“Jullie lijken Occupy wel”,
zegt een docent die zich een weg naar zijn kantoor probeert te banen. Ik zit
met klasgenoten op de gang. Binnen zit de hoogleraar onze tentamens te
bespreken. Omdat er geruchten gaan dat de punten niet goed zijn opgeteld, komen
er steeds meer mensen bij zitten. Nu willen we dat tentamen zelf inzien ook.
De hoogleraar zit in
tijdnood. Hij zwiept de deur open. “Als jullie hier alleen maar komen om punten
op te tellen, kun je weggaan. Dat doen wij wel.”
En wat doe je dan? Ga je
dan weg terwijl iedereen weet dat de berekening van de cijfers niet klopt
alleen maar omdat iemand met autoriteit wil dat je verdwijnt?
Onze Groninger Occupy’ers
wel. Ze begonnen op de Grote Markt te protesteren maar er moest plaats gemaakt
voor een muziekfestijn en dus togen ze braaf naar achter het stadhuis. Dat was
al belachelijk.
Nu komt er een kerstmarkt
en wil burgemeester Rehwinkel ze ook van het Waagplein weghebben. Wat doen de
Occupy’ers? Die beloven direct dat ze hun tentjes zullen afbreken. Watjes.
Ze zijn wekenlang
genegeerd en net nu er iemand begint tegen te sputteren en klappen ze gelijk de
boel weer in. Krijgen ze eindelijk aandacht, gaan ze weg! Ze snappen er echt
helemaal niks van.
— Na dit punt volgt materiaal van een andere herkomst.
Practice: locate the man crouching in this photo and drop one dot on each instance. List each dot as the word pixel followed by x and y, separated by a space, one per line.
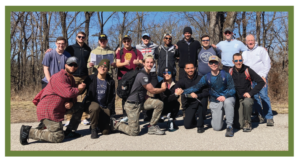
pixel 137 101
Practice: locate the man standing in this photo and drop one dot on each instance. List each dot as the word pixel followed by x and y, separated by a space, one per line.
pixel 128 58
pixel 222 91
pixel 60 94
pixel 229 47
pixel 100 98
pixel 137 102
pixel 187 50
pixel 198 102
pixel 243 76
pixel 257 58
pixel 55 60
pixel 101 52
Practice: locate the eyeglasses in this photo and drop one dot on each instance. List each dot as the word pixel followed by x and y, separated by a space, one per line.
pixel 213 62
pixel 168 72
pixel 83 37
pixel 205 40
pixel 73 65
pixel 238 60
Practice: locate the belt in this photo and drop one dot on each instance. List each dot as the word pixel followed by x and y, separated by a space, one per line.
pixel 132 102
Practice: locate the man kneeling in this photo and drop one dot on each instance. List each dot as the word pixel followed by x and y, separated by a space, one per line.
pixel 100 99
pixel 137 102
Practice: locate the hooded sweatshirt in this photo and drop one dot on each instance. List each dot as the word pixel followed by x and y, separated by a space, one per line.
pixel 101 53
pixel 258 59
pixel 147 49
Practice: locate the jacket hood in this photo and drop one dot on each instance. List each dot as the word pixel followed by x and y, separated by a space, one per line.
pixel 255 46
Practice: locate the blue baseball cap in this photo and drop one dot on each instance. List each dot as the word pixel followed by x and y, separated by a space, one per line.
pixel 145 34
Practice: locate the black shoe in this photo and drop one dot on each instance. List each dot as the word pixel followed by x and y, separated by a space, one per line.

Als Occupy ben je er niet als pleinvulling, je moet de
geesten van de mensen bezetten. Zorgen dat ze aan je denken, met je bezig zijn,
over je praten. Zodra ze gaan zeggen dat je weg moet, begint het pas.
Het is een protest, geen
feestje. Dat ik dat die oude hippies nog moet uitleggen.
De hoogleraar staart me cynisch aan. “Het heeft echt geen zin om hier te
blijven”, zucht hij. Ik weet genoeg, ik zal dat tentamen inzien, al moet ik
hier een week blijven. Het is gewoon mijn recht. Hele grote jongen die mij van die gang weg krijgt.